The world is becoming one big marketplace — even if the marketplace doesn’t always look like one. That’s not some ancient riddle updated for these roaring days of digital commerce and payments, but informed knowledge passed along by Adrien Nussenbaum, CEO and co-founder of Mirakl, during the latest edition of the PYMNTS Matchmakers interview series.
In that recent discussion with Karen Webster, Nussenbaum talked about how his company is bringing back-end marketplace services — which include merchandising and fulfillment tasks — to a host of retailers and brands in a variety of retail niches. The deeper foundation of the talk, however, was about how such digital technology is making it easier for sellers, brands and consumers to connect with each other — and how eCommerce, in one sense, is becoming a battle of various marketplaces, services and ecosystems (and not just because of the requirements of surviving and thriving in a world dominated by Amazon).
Video Game Origins
The story of Mirakl — a French startup that recently raised $70 million in a funding round led by Bain Capital — began some 13 years ago, when Nussenbaum and the company’s other co-founder launched an online marketplace “for everything related to video games,” he told Webster. “We felt that marketplaces would become the dominant business model,” in large part, because such operations constructed “a network effect that created critical mass” for the products and sellers. Those marketplace benefits, along with the strength of the back-end technology used to power them, became even more apparent after Nussenbaum and his partner sold the operation to a European firm, and helped the operation grow toward $150 million in sales.
The new goal for the two entrepreneurs? That would be providing “turnkey marketplace technology” for retail and brand clients, technology that would enable them to work with sellers that range from manufacturers to distributors, to specialized resellers — for instance, the skateboarding lifestyle products sold by Urban Outfitters via its online retail site. With all retailers facing increasingly fierce competition, such marketplace services can, according to Nussenbaum, enable them to “offer greater choices, and greater convenience and prices, and be able to operate on a par with what Amazon can offer.”
Marketplace Concept
Let’s pause for a minute and dig deeper into the concept of online marketplaces. When people hear the word “marketplace” used within the context of eCommerce, thoughts naturally turn to Amazon’s third-party marketplace — a source of significant growth for the company, and the reason why many smaller merchants are able to remain in business these days. However, there is much more to the marketplace concept than that, Nussenbaum said.
First of all, the term “marketplace” is more about a “business model” than a website with “a big red sign” on it, proclaiming its existence as a marketplace. Retailers can, do and — according to Nussenbaum — should sell products from other brands and sellers on their sites, but labeling such activity as a “marketplace” is not necessary if the back-end technology and tools are there.
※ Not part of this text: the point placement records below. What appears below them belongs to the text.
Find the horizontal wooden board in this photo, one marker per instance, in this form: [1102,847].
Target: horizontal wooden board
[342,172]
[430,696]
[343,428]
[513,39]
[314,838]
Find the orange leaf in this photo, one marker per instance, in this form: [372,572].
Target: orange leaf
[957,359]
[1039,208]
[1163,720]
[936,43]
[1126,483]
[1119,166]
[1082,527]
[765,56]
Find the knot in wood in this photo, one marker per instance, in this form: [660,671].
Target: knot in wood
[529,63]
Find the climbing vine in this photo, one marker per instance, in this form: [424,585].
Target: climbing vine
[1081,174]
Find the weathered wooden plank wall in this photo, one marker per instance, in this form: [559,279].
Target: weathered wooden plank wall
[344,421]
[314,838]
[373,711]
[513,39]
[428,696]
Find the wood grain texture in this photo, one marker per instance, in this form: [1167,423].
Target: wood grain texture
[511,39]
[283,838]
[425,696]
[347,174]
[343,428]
In turn, having that technology — which Nussenbaum said is similar to the tech that powers the Amazon marketplace — enables those retailers to easily scale their operations with additional, massive amounts of workers or too many logistical challenges.
The marketplace might not announce itself as such, but it’s basically operating as one, even without the specific label — and that’s going to increasingly be the case in the coming years, he said. After all, consumers want what they want, and they don’t want to waste too much time looking for it. So, having as much variety as possible — along with chances for shopper discovery and upsells — is vital to bringing nearly any retailer or brand into the future.
“Having a marketplace is the natural extension of any retailer,” Nussenbaum said.
What does that really mean, though? For starters, it means accountability and transparency — not only to provide a relatively easy, turnkey offering, but to build trust among all the marketplace participants, which is one of the most important tasks in eCommerce in 2019, as PYMNTS has regularly documented.
It means automated, preset shipping and fulfillment work, for instance, via the back-end Mirakl tool. “Any seller who receives an order has to go through a very defined workflow,” Nussenbaum said, with the software keeping track of time to delivery and other metrics that are vital to customer satisfaction, as well as to the reputation of the retailer or brand through which consumers are making those purchases. It also means focusing on other analytical points, such as how pricing impacts consumer behavior, and identifying top seller trends — all of which can help the clients on the other end improve their product mix and sales strategies.
Experienced Shoppers
According to Nussenbaum, such technology and services — that is, the larger move toward more online marketplaces, and the wider adoption of marketplace trends — appeal to a potentially lucrative type of digital shopper.
“Marketplace buyers are more mature [than] non-marketplace buyers,” he told Webster. “These are people who have experience buying from third parties, and have no anxiety about eCommerce.”
That may be true, but, as Webster pointed out, it’s probably not always clear to many consumers — even the most sophisticated online shoppers — that what they are doing is buying via the marketplace model. Nussenbaum agreed, though, in the end, it might not matter. It’s the sales that count, after all. To get those sales, he predicted that even more retail operations will adopt the marketplace model in the coming years, even if only the back end.
“If you look out 10 years from now, no business still alive will be without some form of marketplace business integration,” he said, “though it won’t always be called a marketplace.”
It seems that a marketplace, by any other name, might turn out to be just as sweet and lucrative.